For the most part, you can't do anything substantial with the MAT
toolkit without defining a task.
We introduced tasks here.
The fundamental components of a task are:
You only need to worry about the components you'll use - and
sometimes, not even that. You'll almost always need to declare
your annotation sets; but beyond that, much of your task
configuration is optional. Here's a summary:
Component |
When do you need it? |
---|---|
languages |
always |
annotation sets |
always (that is, if you need a task; for MATTransducer, MATScore and MATReport, you don't need a task
at all) |
visual display |
if you intend to do hand annotation or
reconciliation or visual comparison |
automated engines |
if you intend to do zoning or tokenization in
conjunction with hand annotation, or if you otherwise want
to use an automated or trainable tagger |
steps |
if you intend to do hand or automated
annotation |
workflows |
if you intend to do hand or automated
annotation |
workspace configurations |
if you need to customize the behavior of
workflows in workspaces; if you simply want to construct a
workspace based on a workflow, nothing more needs to be
specified |
scoring and comparison configurations |
if you can't or don't want to use the default
scoring and comparison configurations in MAT (see the
section on scoring and
comparison for details) |
Below, we'll talk about engines, steps, and workflows.
Engines implement the automated aspects of your processing steps.
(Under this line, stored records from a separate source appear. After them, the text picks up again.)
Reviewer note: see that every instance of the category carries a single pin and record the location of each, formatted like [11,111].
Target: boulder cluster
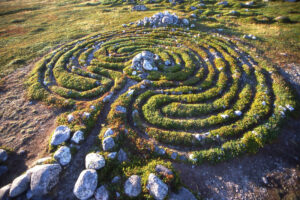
[163,19]
[34,183]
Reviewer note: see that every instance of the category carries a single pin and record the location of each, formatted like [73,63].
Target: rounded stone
[133,186]
[94,161]
[63,155]
[60,135]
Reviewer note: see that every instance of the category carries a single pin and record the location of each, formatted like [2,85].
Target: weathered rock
[3,155]
[238,113]
[78,137]
[133,186]
[139,8]
[42,160]
[3,169]
[183,193]
[121,109]
[283,19]
[116,179]
[108,132]
[122,156]
[223,3]
[60,135]
[94,161]
[44,178]
[86,184]
[102,193]
[156,187]
[185,22]
[70,118]
[63,155]
[108,143]
[4,192]
[19,185]
[163,170]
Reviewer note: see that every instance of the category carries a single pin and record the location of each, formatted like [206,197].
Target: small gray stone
[78,137]
[44,178]
[102,193]
[185,22]
[122,156]
[63,155]
[86,184]
[121,109]
[94,161]
[19,185]
[3,155]
[42,160]
[133,186]
[108,132]
[60,135]
[174,155]
[163,170]
[3,169]
[156,187]
[116,179]
[108,143]
[112,155]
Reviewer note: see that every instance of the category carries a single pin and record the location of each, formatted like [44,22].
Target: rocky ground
[25,126]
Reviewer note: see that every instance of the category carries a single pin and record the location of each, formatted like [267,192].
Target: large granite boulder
[19,185]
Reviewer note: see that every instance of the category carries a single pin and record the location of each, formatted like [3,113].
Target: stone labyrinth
[166,93]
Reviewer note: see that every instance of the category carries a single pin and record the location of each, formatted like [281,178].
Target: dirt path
[64,190]
[242,178]
[24,126]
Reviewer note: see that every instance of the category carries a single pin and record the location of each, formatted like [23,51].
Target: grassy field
[31,28]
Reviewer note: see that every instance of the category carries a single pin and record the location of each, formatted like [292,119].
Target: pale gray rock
[133,186]
[77,137]
[63,155]
[86,184]
[108,143]
[4,192]
[19,185]
[108,132]
[121,109]
[102,193]
[112,155]
[158,189]
[3,155]
[122,156]
[3,169]
[94,161]
[163,170]
[60,135]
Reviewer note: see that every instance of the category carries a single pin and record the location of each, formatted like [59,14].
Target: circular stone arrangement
[193,96]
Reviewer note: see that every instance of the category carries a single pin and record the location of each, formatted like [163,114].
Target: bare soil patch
[273,173]
[25,126]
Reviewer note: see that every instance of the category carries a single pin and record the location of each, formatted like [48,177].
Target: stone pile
[162,19]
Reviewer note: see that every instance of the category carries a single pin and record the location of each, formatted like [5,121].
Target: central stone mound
[144,61]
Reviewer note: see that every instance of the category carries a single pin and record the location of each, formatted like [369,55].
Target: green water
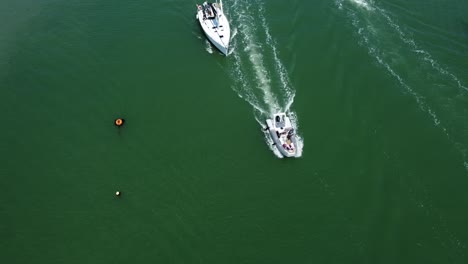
[378,89]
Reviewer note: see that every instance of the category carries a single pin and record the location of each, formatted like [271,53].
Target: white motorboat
[215,24]
[283,134]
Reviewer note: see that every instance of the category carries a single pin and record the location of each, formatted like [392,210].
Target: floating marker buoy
[119,121]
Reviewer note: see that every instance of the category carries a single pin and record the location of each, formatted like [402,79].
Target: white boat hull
[283,140]
[216,28]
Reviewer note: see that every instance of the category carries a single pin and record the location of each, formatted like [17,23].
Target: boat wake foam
[385,40]
[260,77]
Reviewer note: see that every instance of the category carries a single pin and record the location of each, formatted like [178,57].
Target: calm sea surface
[378,90]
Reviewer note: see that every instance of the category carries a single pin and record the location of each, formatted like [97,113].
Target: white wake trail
[251,71]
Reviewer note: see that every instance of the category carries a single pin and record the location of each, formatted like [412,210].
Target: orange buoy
[119,121]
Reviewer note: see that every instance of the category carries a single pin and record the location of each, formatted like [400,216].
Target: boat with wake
[283,134]
[215,25]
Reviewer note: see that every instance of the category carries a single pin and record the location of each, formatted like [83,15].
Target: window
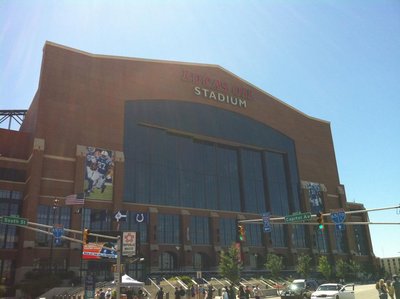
[174,157]
[199,231]
[253,235]
[168,229]
[360,240]
[227,228]
[10,204]
[253,181]
[320,240]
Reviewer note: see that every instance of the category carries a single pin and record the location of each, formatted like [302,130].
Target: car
[334,291]
[300,289]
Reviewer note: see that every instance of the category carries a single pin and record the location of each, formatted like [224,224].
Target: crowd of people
[389,289]
[207,292]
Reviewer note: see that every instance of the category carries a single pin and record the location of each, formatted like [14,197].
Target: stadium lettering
[220,97]
[216,85]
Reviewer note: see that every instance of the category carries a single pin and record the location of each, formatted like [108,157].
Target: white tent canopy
[127,281]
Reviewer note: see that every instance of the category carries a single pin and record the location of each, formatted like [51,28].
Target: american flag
[75,199]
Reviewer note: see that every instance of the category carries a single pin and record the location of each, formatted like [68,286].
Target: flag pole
[83,214]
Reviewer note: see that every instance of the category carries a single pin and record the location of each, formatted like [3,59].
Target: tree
[303,266]
[274,263]
[324,267]
[230,265]
[354,268]
[341,269]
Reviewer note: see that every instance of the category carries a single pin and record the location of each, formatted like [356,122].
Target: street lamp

These engines may be trainable, or not; they may be wrappers for
external tools, or they may be written directly in Python. Each
engine has an implementation which is a Python class. We provide a
number of useful engine implementations which you can use in your
task. If you want to define your own engines, you'll have to
consult the advanced
topics.
Here are the engine implementations that MAT provides "out of the
box":
Engine implementation name |
common step name |
Description |
---|---|---|
MAT.PluginMgr.WholeZoneStep |
zone |
This engine assigns a single
zone annotation with label "zone" and attribute
"region_type" with value "body", to the entire document. This engine has no options. |
MAT.JavaCarafe.CarafeTokenizationStep |
tokenize |
This engine runs the jCarafe
tokenizer on the relevant document, generating token
annotations with label "lex" in such a way that the zone
boundaries are not crossed. The options for this engine are described here. |
MAT.JavaCarafe.CarafeTagStep |
tag |
This engine runs the jCarafe
tagger, adding simple span annotations to the document. The
models to be used with this engine are built using the
MAT.JavaCarafe.CarafeModelBuilder model builder class. The options for this engine are described here. |
MAT.JavaCarafe.JCarafeMaxentClassifierTagStep |
attribute_tag |
This engine runs the jCarafe maximum entropy
decoder, adding attribute values to the document. the models
to be used with this engine are built using the
MAT.JavaCarafe.JCarafeMaxentClassifierModelBuilder model
builder class. The options for this engine are described here. |
MAT.PluginMgr.AlignStep |
align |
This engine is intended to
work with documents which have been imported from other
formats (e.g., XML inline), which have content annotations
which may not align with token boundaries. This step aligns
the content annotation boundaries with with the token
boundaries by expanding the annotations to the nearest token
boundaries. This alignment is expected in the UI annotation
tool (and, in fact, by may trainable tagging engines,
including jCarafe). Insert a step with this engine in your
workflows which are intended to manage imported documents. The option for this engine is described immediate below. |
See the sample tasks for detailed
examples of how these engines are used in steps. See the jCarafe
engine reference for a description of how the presence of
only these engines limits the capabilities of MAT.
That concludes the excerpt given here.